PJ precisa pagar INSS?

Sim. Como MEI, o INSS já está incluso no valor fixo mensal de R$ 71,10. Optando por um pró-labore, incide INSS de 11% sobre o valor (limitado ao teto de R$ 8.157,41). A contribuição ao INSS garante acesso a benefícios previdenciários como aposentadoria, auxílio-doença e salário-maternidade.

CLT ou PJ para programador e tecnologia?

Para profissionais de tecnologia, o regime PJ costuma ser mais vantajoso financeiramente para contratos acima de R$ 8.000/mês, pois a alíquota do Simples Nacional (Anexo IV) é de aproximadamente 11% sobre o faturamento. Recomenda-se incluir no valor do contrato PJ um acréscimo de 30% a 50% sobre o salário CLT desejado para compensar a perda dos benefícios trabalhistas.

Qual o impacto do FGTS na comparação CLT vs PJ?

O FGTS representa 8% do salário bruto depositado mensalmente pela empresa. Em um ano, isso equivale a quase um salário extra. Além disso, rende aproximadamente 3% ao ano (TR) e pode ser sacado em situações como demissão sem justa causa (com multa de 40%), compra da casa própria e aposentadoria. No regime PJ, não há FGTS, mas o valor pode ser compensado por um faturamento maior.

Como calcular o salário líquido CLT?

O salário líquido CLT é calculado subtraindo do salário bruto os descontos de INSS (7,5% a 14%) e IRRF (0% a 27,5%). Use nossa calculadora de salário líquido para um cálculo preciso com as tabelas atualizadas 2025.

O que é pró-labore e como calcular?

Pró-labore é a remuneração retirada pelo sócio pelo trabalho exercido na empresa. Diferente dos lucros (isentos de IRPF), o pró-labore é tributado pelo INSS (11%) e pelo IRRF. Recomenda-se fixar o pró-labore em torno de 28% a 40% do faturamento para otimizar a carga tributária no Simples Nacional.
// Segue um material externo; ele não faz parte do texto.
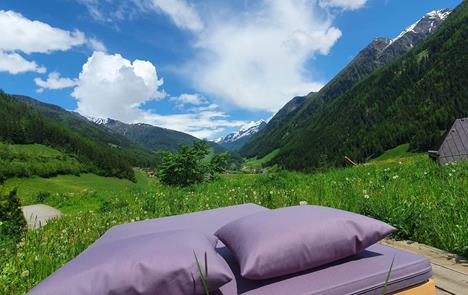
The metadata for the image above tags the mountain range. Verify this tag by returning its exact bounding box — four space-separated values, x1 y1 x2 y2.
240 3 468 170
215 120 267 150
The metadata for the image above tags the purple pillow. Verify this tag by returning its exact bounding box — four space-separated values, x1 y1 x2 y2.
28 230 233 295
215 206 395 280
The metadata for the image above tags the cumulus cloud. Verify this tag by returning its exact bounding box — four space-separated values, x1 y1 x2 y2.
34 72 76 92
72 52 165 121
151 0 203 31
0 51 46 74
72 52 244 138
319 0 367 10
183 0 341 112
171 93 206 107
88 38 107 52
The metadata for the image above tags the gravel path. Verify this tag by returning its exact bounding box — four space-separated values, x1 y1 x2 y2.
21 204 62 229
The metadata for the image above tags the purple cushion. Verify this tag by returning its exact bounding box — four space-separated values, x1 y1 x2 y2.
29 230 232 295
215 206 395 280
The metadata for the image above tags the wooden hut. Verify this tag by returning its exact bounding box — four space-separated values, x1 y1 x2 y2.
429 117 468 164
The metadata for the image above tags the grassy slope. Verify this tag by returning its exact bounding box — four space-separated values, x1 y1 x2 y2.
0 142 90 178
0 155 468 294
244 149 279 169
4 171 150 214
372 143 418 162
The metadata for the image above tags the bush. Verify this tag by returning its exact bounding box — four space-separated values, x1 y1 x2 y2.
0 190 27 241
157 141 227 186
36 192 50 203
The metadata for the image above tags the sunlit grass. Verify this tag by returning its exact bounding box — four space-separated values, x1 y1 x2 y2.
0 155 468 294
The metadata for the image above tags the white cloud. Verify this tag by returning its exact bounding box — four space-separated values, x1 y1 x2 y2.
171 93 206 106
88 38 107 52
72 52 165 122
151 0 203 31
72 52 244 138
34 72 76 92
0 10 86 54
0 51 47 74
319 0 367 10
181 0 341 112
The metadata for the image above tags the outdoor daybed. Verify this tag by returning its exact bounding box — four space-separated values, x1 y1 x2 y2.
28 204 435 295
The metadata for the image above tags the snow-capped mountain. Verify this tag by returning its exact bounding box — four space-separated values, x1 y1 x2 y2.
85 116 109 125
215 120 267 150
373 9 452 64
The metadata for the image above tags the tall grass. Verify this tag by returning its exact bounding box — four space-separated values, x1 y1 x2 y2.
0 156 468 294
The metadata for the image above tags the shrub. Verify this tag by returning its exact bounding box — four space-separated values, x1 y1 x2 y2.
0 190 26 241
157 141 227 186
36 192 50 203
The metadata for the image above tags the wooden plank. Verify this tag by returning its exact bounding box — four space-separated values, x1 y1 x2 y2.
382 239 468 295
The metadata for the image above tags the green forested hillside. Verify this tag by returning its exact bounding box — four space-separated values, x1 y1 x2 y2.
271 2 468 170
0 92 134 179
0 143 88 182
13 95 159 167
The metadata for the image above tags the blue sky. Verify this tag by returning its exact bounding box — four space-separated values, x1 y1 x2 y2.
0 0 461 139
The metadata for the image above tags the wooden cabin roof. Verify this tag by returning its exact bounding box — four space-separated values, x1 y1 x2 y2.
437 117 468 164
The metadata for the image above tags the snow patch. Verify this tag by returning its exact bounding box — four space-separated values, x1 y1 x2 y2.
85 116 109 125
A Reforma Trabalhista de 2017 mudou algo na relação CLT vs PJ?

Sim. A Reforma Trabalhista (Lei 13.467/2017) regulamentou o teletrabalho, permitiu a negociação direta entre empregado e empregador em diversos pontos e criou a modalidade de rescisão por comum acordo. Porém, a reforma não legalizou a pejotização fraudulenta — o vínculo de emprego ainda é reconhecido quando presentes os requisitos da relação de emprego.

Quanto devo cobrar como PJ para equiparar ao meu salário CLT?

Recomenda-se multiplicar o salário CLT desejado por 1,3 a 1,5 para obter o valor do contrato PJ. Isso compensa a perda de FGTS (8%), férias (11,11%), 13º (8,33%), INSS patronal (até 26,8%) e outros benefícios. Por exemplo, um salário CLT de R$ 5.000 equivale a um contrato PJ entre R$ 6.500 e R$ 7.500. Use nosso simulador acima para calcular o valor exato.